Phi-3.5电商数据集微调

随着 Phi-3.5 系列的推出,微软与 Meta AI 一起加入了大型语言模型的竞争格局。该系列包括一个小型语言模型、一个视觉语言模型,并采用混合专家方法来实现顶级性能。

在本教程中,我们将探索 Microsoft Phi-3.5 系列模型。我们将加载 Phi-3.5-mini-instruct 模型并对其进行微调,以根据文本描述对电子商务产品进行分类。在最后的步骤中,我们将演示如何将 LoRA(低秩自适应)与基础模型合并并将其推送到 Hugging Face。这将实现高效的云部署,使模型可用于各种应用程序。

1、 Microsoft Phi-3.5

Microsoft Phi-3.5 引入了三种创新模型:Phi-3.5-mini、Phi-3.5-vision 和最新添加的 Phi-3.5-MoE(混合专家模型)。

Phi-3.5-mini 针对增强的多语言支持进行了优化,具有令人印象深刻的 128K 上下文长度。尽管尺寸较小,但由于通过监督微调、近端策略优化和直接偏好优化进行了严格的增强,它的性能可与大型模型相媲美,从而确保精确遵循指令。

Phi-3.5-vision 是一种尖端的轻量级多模态模型,在由合成数据和过滤的公共网站组成的数据集上进行训练。它在多帧图像理解和推理方面表现出色,使其成为详细图像比较、多图像摘要/故事讲述和视频摘要的理想选择,具有广泛的应用潜力。

杰出的模型 Phi-3.5-MoE 采用混合专家架构,拥有 16 位专家和 66 亿个活动参数。它提供卓越的性能、更低的延迟和强大的安全性,以及全面的多语言支持。

Phi-3.5 模型系列为开源社区提供经济高效、高性能的解决方案,推动小型语言模型和生成式 AI 的发展。

2、访问Phi-3.5 模型

在本节中,我们将加载 Phi-3.5-mini-instruct 模型并在 Kaggle 平台中运行模型推理。

在启用 T4x2 GPU 的情况下启动会话:

使用 pip 命令安装所有必要的 Python 包。

%%capture
%pip install -U transformers accelerate

使用 Transformers 库加载完整模型和 tokenizer。

使用模型和 tokenizer 创建文本生成管道。

from transformers import AutoTokenizer,AutoModelForCausalLM,pipeline
import torch

base_model = "microsoft/Phi-3.5-mini-instruct"

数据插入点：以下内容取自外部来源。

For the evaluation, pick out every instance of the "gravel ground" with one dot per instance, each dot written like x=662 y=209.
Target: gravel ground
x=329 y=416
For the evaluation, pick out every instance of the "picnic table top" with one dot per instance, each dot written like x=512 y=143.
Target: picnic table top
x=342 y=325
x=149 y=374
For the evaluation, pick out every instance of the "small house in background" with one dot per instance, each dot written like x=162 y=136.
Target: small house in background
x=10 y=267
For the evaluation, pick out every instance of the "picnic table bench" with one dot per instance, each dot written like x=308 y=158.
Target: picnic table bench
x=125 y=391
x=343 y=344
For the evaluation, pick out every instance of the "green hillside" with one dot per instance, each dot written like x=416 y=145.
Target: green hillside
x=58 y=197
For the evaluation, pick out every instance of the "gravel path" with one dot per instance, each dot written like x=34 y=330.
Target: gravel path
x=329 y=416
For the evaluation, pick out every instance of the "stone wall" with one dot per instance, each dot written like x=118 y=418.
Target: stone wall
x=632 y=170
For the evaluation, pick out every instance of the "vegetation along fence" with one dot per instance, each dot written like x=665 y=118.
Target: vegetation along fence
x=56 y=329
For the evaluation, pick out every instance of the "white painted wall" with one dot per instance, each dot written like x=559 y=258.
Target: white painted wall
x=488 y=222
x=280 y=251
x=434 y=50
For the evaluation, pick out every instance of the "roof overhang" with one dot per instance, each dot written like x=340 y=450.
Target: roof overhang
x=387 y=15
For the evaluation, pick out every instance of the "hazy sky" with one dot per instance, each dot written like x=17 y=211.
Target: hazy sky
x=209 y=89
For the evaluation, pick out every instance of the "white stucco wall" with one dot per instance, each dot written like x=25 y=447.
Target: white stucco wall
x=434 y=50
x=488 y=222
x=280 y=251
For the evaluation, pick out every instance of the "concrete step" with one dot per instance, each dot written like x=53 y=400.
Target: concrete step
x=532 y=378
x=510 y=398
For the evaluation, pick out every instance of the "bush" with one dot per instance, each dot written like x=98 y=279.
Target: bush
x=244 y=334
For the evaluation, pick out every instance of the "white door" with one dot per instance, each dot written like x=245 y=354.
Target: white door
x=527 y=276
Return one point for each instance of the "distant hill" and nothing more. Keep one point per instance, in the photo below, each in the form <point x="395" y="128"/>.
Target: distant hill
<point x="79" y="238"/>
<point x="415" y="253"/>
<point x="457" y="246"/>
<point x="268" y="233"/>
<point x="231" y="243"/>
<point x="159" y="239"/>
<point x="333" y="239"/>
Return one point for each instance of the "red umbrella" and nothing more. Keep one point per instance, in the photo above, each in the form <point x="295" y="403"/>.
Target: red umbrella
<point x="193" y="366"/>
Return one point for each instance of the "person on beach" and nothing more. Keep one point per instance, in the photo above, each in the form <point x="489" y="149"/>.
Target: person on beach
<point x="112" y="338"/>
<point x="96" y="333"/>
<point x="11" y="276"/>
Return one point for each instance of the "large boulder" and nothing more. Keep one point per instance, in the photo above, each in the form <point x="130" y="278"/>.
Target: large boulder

tokenizer = AutoTokenizer.from_pretrained(base_model)

model = AutoModelForCausalLM.from_pretrained(
        base_model,
        return_dict=True,
        low_cpu_mem_usage=True,
        torch_dtype=torch.float16,
        device_map="auto",
        trust_remote_code=True,
)


pipe = pipeline(
    "text-generation",
    model=model,
    tokenizer=tokenizer,
    torch_dtype=torch.float16,
    device_map="auto",
)

使用系统提示和用户查询创建消息,并使用聊天模板将其转换为聊天提示。

通过向管道提供提示来生成响应。

messages = [
    {"role": "system", "content": "You are a helpful assistant."},
    {"role": "user", "content": "What is the tallest building in the world?"}
]

# Apply the chat template to the messages
prompt = tokenizer.apply_chat_template(messages, tokenize=False, add_generation_prompt=True)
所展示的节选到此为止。